There are always professionals who care

A four-member consortium came together to work on this European co-funded project called BeSmartOnline to fight these online risks. The Foundation for Social Welfare Services leads the project and works hand in hand with the Office of the Commissioner for Children, the Directorate for Learn­ing and Assessment Programmes at the Ministry for Education, and the Cybercrime Unit of the Malta Police Force to raise awareness relevant to the current trends and times we are living.

BeSmartOnline, in collaboration with Supportline 179, runs a helpline for minors and families who find themselves in difficulty when dealing with on­line dangers. Internet safety officers help minors with problems relating to one’s overexposure of their personal infor­­mation, cyberbullying, sexting and online predators who groom minors for sexual content.

No two cases are ever the same and internet safety officers handle each situation with care and with a personalised approach. The BeSmartOnline team believes in addressing each situation holistically.

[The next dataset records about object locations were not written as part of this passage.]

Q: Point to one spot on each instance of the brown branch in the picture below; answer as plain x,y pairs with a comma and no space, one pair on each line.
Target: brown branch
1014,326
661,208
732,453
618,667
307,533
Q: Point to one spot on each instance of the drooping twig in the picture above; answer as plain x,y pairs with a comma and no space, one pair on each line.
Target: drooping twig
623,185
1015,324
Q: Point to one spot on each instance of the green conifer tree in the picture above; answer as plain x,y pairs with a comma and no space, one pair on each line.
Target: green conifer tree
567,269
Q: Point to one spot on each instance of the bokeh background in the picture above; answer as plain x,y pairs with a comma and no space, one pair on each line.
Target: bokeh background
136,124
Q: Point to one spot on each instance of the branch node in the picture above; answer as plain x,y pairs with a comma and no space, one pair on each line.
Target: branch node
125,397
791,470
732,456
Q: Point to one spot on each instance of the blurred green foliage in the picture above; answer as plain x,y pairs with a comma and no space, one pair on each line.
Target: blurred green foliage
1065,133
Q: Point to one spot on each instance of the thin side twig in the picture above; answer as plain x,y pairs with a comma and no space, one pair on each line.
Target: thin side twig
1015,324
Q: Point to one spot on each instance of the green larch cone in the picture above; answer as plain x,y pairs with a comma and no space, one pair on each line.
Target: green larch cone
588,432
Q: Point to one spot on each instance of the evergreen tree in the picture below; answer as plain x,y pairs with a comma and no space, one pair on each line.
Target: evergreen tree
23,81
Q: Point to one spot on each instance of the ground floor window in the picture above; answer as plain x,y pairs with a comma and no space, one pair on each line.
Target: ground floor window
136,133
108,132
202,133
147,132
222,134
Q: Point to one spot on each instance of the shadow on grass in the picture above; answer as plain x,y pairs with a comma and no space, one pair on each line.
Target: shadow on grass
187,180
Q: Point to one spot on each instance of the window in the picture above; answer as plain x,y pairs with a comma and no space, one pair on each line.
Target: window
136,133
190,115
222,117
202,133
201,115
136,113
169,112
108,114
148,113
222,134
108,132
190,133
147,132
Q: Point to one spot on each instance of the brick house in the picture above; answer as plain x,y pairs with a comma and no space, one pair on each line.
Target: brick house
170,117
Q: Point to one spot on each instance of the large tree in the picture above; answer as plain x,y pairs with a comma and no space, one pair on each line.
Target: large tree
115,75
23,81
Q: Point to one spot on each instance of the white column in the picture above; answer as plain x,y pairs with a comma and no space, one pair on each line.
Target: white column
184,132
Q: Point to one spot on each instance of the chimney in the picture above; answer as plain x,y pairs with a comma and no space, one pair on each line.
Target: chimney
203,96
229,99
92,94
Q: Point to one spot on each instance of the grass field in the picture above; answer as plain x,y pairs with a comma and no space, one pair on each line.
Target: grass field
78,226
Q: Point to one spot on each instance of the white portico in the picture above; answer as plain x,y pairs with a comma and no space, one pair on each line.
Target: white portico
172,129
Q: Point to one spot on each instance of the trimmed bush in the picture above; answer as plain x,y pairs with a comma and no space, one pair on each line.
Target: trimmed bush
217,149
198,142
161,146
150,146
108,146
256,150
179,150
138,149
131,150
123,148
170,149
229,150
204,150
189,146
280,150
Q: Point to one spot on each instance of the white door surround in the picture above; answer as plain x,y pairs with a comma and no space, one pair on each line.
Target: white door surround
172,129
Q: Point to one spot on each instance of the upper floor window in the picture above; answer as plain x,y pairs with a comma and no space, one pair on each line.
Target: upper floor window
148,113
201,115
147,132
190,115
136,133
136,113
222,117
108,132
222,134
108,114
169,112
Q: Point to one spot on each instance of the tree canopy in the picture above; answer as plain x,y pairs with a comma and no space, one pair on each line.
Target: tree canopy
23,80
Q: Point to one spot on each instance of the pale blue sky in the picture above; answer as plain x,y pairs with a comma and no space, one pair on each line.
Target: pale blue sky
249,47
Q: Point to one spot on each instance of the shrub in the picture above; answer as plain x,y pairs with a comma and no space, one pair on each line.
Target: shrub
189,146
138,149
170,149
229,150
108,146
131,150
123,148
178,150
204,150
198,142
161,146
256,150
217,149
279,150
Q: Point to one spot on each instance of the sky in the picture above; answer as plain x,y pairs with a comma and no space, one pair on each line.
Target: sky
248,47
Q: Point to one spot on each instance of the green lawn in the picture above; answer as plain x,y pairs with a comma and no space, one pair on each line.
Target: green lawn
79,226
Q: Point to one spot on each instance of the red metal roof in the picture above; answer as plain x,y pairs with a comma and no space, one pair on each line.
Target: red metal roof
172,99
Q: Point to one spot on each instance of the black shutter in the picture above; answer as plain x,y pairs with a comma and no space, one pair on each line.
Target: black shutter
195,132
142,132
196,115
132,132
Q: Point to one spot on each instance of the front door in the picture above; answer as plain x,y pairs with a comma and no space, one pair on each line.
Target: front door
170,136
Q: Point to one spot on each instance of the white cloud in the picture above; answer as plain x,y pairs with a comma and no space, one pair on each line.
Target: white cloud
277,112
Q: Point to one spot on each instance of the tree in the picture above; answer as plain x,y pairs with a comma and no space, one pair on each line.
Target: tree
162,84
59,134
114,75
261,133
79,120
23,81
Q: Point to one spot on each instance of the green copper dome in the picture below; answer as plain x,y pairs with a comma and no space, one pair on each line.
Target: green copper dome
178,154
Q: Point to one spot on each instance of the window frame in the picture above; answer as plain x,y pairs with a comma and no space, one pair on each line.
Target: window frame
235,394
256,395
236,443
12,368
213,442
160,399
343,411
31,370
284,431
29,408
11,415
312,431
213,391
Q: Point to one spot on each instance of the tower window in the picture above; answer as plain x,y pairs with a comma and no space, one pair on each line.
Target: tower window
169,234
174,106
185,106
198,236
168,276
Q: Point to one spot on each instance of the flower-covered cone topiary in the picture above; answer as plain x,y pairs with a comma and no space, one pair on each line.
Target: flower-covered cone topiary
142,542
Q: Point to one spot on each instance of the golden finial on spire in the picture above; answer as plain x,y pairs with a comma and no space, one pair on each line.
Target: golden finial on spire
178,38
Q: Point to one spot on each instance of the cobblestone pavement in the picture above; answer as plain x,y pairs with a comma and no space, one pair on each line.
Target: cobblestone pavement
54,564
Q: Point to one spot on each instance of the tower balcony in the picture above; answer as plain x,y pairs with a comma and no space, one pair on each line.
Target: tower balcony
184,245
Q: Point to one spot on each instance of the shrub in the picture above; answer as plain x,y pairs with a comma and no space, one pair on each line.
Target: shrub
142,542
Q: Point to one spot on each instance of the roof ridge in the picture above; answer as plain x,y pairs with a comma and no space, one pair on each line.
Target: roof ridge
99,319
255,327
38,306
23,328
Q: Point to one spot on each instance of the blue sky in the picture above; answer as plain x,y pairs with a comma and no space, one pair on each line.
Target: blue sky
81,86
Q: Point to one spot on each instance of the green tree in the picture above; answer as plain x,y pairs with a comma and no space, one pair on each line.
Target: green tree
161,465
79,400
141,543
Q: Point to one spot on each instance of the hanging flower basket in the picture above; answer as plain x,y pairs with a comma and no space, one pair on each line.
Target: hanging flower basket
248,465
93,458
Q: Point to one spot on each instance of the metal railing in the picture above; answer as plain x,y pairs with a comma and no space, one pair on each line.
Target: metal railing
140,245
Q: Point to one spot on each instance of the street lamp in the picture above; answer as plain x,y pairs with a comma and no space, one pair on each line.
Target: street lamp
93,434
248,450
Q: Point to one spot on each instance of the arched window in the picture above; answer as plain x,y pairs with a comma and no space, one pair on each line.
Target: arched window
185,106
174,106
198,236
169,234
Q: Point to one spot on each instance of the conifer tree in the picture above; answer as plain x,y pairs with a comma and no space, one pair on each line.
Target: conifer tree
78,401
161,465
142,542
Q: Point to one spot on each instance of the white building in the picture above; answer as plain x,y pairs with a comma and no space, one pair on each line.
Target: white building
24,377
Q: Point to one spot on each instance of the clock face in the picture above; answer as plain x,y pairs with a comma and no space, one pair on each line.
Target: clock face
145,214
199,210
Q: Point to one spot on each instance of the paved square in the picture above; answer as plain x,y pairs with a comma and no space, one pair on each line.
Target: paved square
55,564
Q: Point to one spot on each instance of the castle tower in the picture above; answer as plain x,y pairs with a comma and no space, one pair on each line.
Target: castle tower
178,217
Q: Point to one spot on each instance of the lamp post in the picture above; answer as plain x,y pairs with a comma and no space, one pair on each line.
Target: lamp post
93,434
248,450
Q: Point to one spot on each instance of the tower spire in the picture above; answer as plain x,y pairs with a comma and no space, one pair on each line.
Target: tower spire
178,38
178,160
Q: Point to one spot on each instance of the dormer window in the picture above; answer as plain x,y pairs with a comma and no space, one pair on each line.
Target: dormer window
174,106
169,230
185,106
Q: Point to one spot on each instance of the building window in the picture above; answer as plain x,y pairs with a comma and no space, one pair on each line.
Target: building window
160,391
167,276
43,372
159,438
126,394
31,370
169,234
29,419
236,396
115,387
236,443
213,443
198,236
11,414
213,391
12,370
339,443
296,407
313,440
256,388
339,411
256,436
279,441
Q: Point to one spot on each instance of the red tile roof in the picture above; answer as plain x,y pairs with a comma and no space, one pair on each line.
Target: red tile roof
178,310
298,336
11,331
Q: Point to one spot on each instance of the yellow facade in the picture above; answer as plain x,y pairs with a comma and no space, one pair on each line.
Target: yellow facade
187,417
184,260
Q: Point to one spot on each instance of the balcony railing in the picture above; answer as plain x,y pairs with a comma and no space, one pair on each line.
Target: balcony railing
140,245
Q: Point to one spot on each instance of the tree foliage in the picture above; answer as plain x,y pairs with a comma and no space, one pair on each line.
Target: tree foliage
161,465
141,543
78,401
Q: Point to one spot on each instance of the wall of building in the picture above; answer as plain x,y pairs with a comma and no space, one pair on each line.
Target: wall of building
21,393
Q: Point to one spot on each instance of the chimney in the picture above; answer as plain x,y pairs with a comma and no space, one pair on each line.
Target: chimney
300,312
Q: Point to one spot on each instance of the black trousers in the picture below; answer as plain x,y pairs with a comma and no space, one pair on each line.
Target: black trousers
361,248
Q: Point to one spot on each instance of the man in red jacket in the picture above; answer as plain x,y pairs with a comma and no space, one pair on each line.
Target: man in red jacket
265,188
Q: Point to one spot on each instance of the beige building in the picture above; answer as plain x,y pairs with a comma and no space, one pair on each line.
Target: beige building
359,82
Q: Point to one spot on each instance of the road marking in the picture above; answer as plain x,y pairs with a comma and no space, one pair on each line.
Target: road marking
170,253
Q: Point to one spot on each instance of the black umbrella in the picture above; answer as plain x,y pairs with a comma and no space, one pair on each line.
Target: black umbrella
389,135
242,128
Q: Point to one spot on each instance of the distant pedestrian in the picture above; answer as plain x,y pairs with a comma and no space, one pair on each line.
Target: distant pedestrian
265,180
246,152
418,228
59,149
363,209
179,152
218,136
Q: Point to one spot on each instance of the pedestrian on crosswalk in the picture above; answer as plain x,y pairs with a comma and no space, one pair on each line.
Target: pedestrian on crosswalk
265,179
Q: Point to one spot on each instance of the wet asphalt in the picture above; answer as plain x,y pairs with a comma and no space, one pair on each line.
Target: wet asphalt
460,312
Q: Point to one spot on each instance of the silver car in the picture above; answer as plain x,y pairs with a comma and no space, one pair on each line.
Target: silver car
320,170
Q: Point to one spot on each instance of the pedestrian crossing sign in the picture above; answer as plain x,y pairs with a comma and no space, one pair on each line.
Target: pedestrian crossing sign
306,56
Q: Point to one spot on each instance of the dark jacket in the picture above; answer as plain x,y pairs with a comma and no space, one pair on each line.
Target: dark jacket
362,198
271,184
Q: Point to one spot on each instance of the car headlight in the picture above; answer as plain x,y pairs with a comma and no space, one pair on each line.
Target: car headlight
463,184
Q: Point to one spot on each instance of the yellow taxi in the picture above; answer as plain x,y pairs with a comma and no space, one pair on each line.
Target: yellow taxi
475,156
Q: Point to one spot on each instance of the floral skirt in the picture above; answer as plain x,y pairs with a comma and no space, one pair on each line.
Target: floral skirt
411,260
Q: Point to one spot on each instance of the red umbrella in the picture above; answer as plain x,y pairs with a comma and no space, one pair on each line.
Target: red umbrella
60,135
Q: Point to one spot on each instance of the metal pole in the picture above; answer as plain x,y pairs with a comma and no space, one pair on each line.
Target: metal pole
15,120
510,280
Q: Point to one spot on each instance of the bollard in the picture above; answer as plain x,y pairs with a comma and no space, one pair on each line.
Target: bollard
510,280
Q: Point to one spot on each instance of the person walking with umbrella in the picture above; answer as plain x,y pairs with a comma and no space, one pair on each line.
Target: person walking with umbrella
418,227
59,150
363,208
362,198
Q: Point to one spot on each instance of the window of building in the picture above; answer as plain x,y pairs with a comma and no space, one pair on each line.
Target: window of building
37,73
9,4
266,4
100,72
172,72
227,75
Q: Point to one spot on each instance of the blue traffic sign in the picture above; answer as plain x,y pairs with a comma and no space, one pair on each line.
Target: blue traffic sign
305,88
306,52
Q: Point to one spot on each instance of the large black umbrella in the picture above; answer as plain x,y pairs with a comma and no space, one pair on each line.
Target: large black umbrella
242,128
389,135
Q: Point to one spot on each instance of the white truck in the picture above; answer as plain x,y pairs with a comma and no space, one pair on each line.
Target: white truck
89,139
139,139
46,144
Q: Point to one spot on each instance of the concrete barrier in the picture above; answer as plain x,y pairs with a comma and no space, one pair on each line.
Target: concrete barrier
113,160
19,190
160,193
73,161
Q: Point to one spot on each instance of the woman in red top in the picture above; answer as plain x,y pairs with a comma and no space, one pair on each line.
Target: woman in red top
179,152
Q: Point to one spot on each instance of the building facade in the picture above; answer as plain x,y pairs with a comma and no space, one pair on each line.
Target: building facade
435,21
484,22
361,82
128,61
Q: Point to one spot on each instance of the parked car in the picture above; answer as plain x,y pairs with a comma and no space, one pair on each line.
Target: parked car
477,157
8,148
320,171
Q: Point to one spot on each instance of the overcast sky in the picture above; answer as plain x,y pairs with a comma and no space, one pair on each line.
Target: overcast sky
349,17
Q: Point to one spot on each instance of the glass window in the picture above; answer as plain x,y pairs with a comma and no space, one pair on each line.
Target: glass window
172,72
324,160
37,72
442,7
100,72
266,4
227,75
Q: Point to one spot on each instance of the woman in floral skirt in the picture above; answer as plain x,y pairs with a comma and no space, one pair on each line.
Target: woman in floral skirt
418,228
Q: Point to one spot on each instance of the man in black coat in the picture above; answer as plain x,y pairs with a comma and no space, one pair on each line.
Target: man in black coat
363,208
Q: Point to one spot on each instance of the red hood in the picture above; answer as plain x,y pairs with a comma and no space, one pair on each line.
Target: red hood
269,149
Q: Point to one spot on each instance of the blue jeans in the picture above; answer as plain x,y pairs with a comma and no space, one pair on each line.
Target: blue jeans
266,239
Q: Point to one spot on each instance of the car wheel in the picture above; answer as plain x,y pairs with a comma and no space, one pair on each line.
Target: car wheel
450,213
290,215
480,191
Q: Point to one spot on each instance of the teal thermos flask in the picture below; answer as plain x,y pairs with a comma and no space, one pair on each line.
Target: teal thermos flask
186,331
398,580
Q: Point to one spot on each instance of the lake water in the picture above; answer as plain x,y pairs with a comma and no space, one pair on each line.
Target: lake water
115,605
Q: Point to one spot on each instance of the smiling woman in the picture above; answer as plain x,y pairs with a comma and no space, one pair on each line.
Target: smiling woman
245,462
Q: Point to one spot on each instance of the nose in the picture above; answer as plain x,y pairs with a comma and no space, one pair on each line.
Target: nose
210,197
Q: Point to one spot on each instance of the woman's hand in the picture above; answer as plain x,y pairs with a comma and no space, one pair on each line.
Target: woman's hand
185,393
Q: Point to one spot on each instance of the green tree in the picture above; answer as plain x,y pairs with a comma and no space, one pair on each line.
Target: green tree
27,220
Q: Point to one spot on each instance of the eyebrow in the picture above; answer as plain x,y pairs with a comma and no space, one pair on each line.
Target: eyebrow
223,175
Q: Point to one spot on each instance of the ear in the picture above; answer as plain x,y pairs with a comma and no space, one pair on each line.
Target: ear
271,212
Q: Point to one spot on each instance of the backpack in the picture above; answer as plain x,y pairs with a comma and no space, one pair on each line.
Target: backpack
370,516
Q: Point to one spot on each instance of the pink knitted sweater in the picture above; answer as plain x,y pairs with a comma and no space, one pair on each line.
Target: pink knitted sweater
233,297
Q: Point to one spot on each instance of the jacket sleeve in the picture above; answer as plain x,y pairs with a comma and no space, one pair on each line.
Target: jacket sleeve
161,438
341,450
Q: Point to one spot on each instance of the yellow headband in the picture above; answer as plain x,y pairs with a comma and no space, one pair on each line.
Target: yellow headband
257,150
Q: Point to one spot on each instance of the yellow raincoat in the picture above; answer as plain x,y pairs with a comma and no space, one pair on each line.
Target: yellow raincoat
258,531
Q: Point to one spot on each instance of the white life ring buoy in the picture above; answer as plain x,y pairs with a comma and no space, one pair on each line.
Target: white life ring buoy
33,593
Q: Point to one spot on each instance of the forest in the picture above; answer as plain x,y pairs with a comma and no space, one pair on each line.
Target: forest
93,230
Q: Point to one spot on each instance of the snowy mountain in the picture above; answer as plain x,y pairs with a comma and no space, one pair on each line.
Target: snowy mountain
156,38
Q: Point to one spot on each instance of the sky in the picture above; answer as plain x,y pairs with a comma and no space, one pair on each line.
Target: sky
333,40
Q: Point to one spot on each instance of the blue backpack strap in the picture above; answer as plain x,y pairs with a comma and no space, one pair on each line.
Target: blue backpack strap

Interventions to online challenges can take different forms, from one-to-one meetings with the minor, family or other professionals, to raising awareness in schools where the minors attend, when requested. From a technical point of view, some cases require minor involvement, such as taking down profiles, while others can be more complex.

Help from other professionals might be roped in to make sure the minor is always protected and given the right support. Regardless of what kind of intervention takes place, all cases are treated with utmost confidentiality.

No matter the situation, there are always professionals who care and wish to support you and provide you with the right information. There are many ways how one can reach out to us. One can call 179, send in a report through the www.besmartonline.org.mt website or send an e-mail directly to 179.appogg@gov.mt. You can also find us on Facebook @BeSmartOnline for news and updates related to the child internet safety.

We urge young people to use the internet wisely, respectfully and to always be smart online and we ask parents and guardians to be always aware of the ever-present risks that your children face as highlighted in this article.